Research at Villanova University yields new bacteria-busting molecule.
What started as a simple case of poison ivy turned into something more for Luke Minbiole. The two year old developed bumps on the skin, then his eyes swelled shut.
Tests confirmed he had Methicillin-resistant Staphylococcus aureus (MRSA), a strain of staph infection that can be challenging to treat.
“At some point when the doctors said, ‘okay, we are going to try the fourth different antibiotic now,’ you start to get nervous as a new parent, wondering, ‘what if the fourth antibiotic doesn’t work?'” says Kevin Minbiole, Luke’s father.
“And that kind of propels a geek like myself to do some MRSA research.”
Minbiole is a chemistry professor at Villanova University. His research wound up veering into disinfectant products, which turned out to have a surprisingly long, surprisingly consistent history.
“For about 80 years, people have been using compounds called quaternary ammonium compounds. I’ll just use the acronym, QACs,” he says. “Lysol uses compounds like this, and they’ve been pretty much the same for about 80 years, and they work great.”
Lysol and a lot of other surface cleaners rely on these QAC chemicals as their main bacteria-busting agents. They’re cheap to make, relatively non-toxic, and also very stable.
“But since they are so stable, they kind of hang around a lot. Bacteria have been exposed to them for decades and decades, and resistance has been starting to slowly emerge toward these compounds.”
When QACs come into contact with bacteria, they ‘lyse’ the cells, effectively eliminating them. With apologies to the scientific community, picture a little sword busting through the bacteria’s outer membrane.
Some strains of MRSA, after years of interaction with the same QACs, are starting to show a bit of fight, almost like they’re developing a thicker skin.
“Bacteria that are resistant essentially have a shield, so they can kind of fight off the sword, and basically push out these compounds,” says Minbiole.
He began thinking, what if there was a way to tweak the QACs–supercharge them–so that all the little swords work together against the bacteria? Along with his students at Villanova, he went to work combining and refining a process that tethered the QACs.
Instead of a sword, they’re now like a molecular pitchfork.
“It turns out the bacteria are not able to defend themselves against this. So the compounds that we build are no more toxic than things like what’s in Lysol, but they are much better at killing bacteria, and they show absolutely no susceptibility to that resistance that some of these bugs have,” he says.

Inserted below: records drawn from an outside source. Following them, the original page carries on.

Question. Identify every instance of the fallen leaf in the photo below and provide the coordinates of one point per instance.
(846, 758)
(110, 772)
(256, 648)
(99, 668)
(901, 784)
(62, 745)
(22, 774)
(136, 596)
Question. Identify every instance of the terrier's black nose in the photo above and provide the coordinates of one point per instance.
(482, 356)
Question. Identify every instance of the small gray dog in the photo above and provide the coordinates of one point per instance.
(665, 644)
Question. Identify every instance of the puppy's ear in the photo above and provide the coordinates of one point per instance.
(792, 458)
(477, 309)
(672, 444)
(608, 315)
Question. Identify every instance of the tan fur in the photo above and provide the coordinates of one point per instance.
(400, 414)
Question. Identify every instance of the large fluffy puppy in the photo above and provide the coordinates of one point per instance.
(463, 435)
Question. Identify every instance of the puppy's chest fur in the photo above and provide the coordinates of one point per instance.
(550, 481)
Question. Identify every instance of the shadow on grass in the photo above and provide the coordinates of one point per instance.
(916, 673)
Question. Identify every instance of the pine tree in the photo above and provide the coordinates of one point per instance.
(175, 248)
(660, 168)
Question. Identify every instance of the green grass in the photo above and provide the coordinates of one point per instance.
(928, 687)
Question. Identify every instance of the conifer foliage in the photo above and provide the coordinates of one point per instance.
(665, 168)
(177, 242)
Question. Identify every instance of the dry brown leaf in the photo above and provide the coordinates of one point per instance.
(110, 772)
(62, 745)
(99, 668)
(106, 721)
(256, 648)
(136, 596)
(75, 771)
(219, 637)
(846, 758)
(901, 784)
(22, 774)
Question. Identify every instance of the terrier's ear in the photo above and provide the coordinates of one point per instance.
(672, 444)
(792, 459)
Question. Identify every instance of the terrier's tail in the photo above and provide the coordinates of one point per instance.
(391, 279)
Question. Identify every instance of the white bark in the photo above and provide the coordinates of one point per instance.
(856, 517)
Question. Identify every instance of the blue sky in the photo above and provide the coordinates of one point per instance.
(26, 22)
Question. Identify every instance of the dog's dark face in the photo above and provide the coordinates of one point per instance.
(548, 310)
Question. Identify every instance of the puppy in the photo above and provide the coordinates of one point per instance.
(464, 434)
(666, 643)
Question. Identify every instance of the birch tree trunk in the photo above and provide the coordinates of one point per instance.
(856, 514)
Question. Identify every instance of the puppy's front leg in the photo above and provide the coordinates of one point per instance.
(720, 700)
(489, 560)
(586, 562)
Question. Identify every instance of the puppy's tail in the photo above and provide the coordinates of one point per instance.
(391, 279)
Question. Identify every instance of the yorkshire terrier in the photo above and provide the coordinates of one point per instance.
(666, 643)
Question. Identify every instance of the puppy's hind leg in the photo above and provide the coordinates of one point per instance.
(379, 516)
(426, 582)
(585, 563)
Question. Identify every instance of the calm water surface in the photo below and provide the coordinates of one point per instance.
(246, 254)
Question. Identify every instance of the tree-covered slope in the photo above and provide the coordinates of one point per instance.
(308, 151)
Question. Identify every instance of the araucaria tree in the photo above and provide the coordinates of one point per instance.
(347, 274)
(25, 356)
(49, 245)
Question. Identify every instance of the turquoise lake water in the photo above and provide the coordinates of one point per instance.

Minbiole is partnering with researchers at Temple University to test that resistance. Early results find these ‘multiQACs’ have ten times the disinfectant power of the QACs in traditional Lysol against MRSA bacteria. Those findings were recently published in the American Chemical Society’s Infectious Diseases Journal.
Along with academic success, there’s the possibility of cleaning up financially. With backing from the University City Science Center, Minbiole and his team formed a company, NovaLyse. They’ve also filed for patents and are preparing an application to the Environmental Protection Agency, which regulates disinfectants.
Still, the whole endeavour has a long way to go.
“Weird ideas are all over the place, but it is hard to take something that it is a good, geeky idea, and translate it into something that you can produce and sell…that will kill the target organism and not kill the patient,” says Minbiole.
“So that’s the real challenge, is to design all those things into there, and we are still trying to make it work.”
If they get the government’s green light, Minbiole and his partners can begin testing the multiQACS in hospitals, and figure out how to mass produce it into spray bottles and wipes.
They’ll also need a better name because ‘multiQAC’ isn’t going to cut it.